Although General Ríos Montt ultimately lost the November 2003 election, he enjoyed his daughter's full support. Zury Ríos accompanied her father on his campaign trail, generally introducing him, in highly favorable terms, before he addressed his rallies. She was quoted in the press as saying, "my father is my inspiration."

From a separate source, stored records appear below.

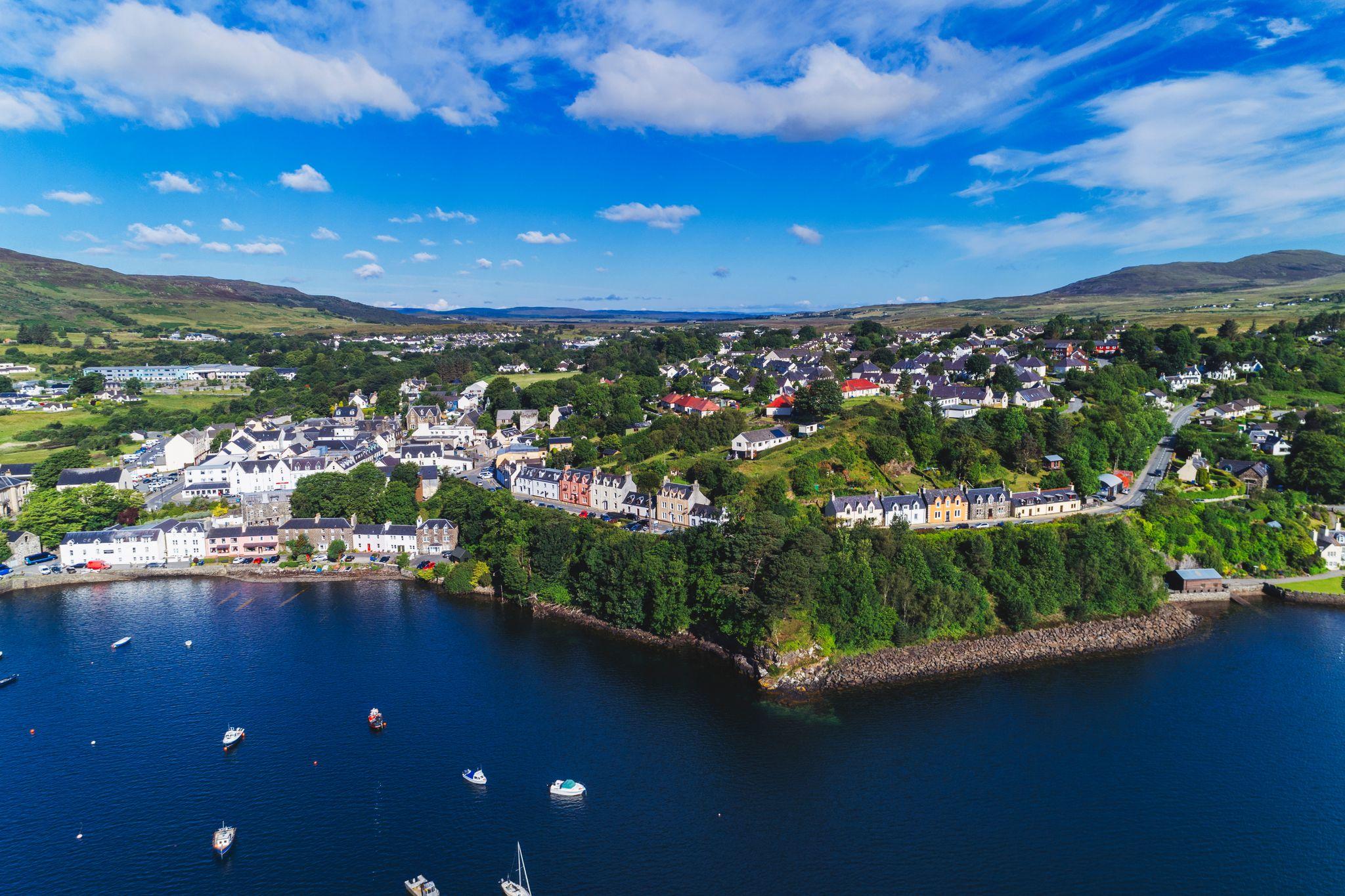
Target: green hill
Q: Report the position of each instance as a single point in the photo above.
(62, 292)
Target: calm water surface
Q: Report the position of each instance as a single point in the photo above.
(1208, 766)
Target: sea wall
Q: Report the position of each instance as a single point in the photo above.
(210, 571)
(1315, 598)
(1165, 625)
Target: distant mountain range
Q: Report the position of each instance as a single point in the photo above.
(1268, 269)
(553, 313)
(65, 292)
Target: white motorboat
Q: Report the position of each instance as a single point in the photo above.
(518, 885)
(568, 788)
(420, 885)
(223, 839)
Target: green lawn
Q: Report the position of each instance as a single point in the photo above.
(523, 381)
(1324, 586)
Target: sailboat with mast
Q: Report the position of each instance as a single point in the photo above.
(518, 885)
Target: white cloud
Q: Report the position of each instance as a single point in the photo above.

She ran for president in 2015, finishing fifth with 5.9% of the vote. Her candidacy for the 2019 presidential election was rejected due to a ban, since repealed, on former dictators and their close relatives running for the presidency. She competed at the presidential elections again in 2023, as one of the favourites for the election due to her status as an opposition figure to the highly unpopular President Alejandro Giammattei, elected in 2019. However, despite initially polling well, leading most opinion polls with 20-25% of responses until April 2023, she ended up in sixth place with an underwhelming 8.69% of the votes.

== Political positions ==
Ríos claims her father's political legacy. She is popular with the conservative evangelical electorate and has the support of the army and big business.

She promises a particularly aggressive security policy against gangs and social organisations involved in conflicts with landowners.

She also advocates the implementation of policies expected by conservative evangelicals on issues such as abortion.

She defended the dissolution of the International Commission against Impunity in Guatemala (CICIG), which was investigating corruption in the political class.